THE new Road Traffic Act was finally approved by Parliament yesterday, but its implementation is unlikely to be completed prior to next April.
The Senate passed the five-year-old Bill, which has survived several reviews since 2014, after a prolonged debate, during which some Opposition members raised several concerns but did not vote against the provisions. However, the regulations are likely to take another three to four months.
Leader of Government Business in the Senate, Senator Kamina Johnson Smith told the Senate that the Bill was not about revenue nor discrimination against route taxi drivers, but about creating a safe environment for all road users.
“We have to act now as too many lives are being lost to wanton road terror… and the simple truth is that these bad practices have continued because of the failure of the legislative framework to provide an enforcement mechanism to make undisciplined road users accountable for their actions,” Senator Johnson Smith, who is also the minister of foreign affairs and foreign trade, told the Senate.
She said that the new framework, which will be introduced under the new Road Traffic Act, would reduce the opportunity for human error or corruption interrupting enforcement.
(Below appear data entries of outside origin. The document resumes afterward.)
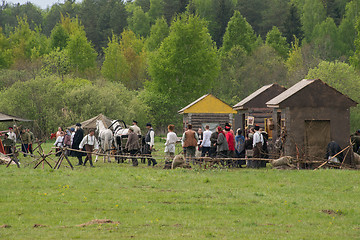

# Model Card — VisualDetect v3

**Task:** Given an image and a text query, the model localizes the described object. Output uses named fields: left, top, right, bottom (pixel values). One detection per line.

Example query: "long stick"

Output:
left=314, top=145, right=351, bottom=171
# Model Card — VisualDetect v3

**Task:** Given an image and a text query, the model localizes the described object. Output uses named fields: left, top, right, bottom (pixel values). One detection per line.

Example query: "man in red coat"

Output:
left=225, top=125, right=235, bottom=158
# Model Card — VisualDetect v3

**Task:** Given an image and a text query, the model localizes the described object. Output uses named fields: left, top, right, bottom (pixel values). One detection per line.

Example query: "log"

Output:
left=0, top=153, right=14, bottom=165
left=354, top=153, right=360, bottom=165
left=270, top=156, right=293, bottom=167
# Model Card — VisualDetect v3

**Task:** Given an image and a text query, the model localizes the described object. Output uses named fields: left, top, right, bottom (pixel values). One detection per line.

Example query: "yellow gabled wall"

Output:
left=184, top=95, right=237, bottom=114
“The facilitation of disorder without accountability must change now, and the urgent need for new legislation and robust enforcement by technology, as well, cannot be overstated,” she said.
Opposition member Senator Floyd Morris, who was acting as Leader of Opposition Business in the absence of Senator Donna Scott Mottley, felt that some provisions, including that which requires the owners of vehicles to be held responsible for unpaid fines for breaches committed by drivers of their vehicles, were unfair.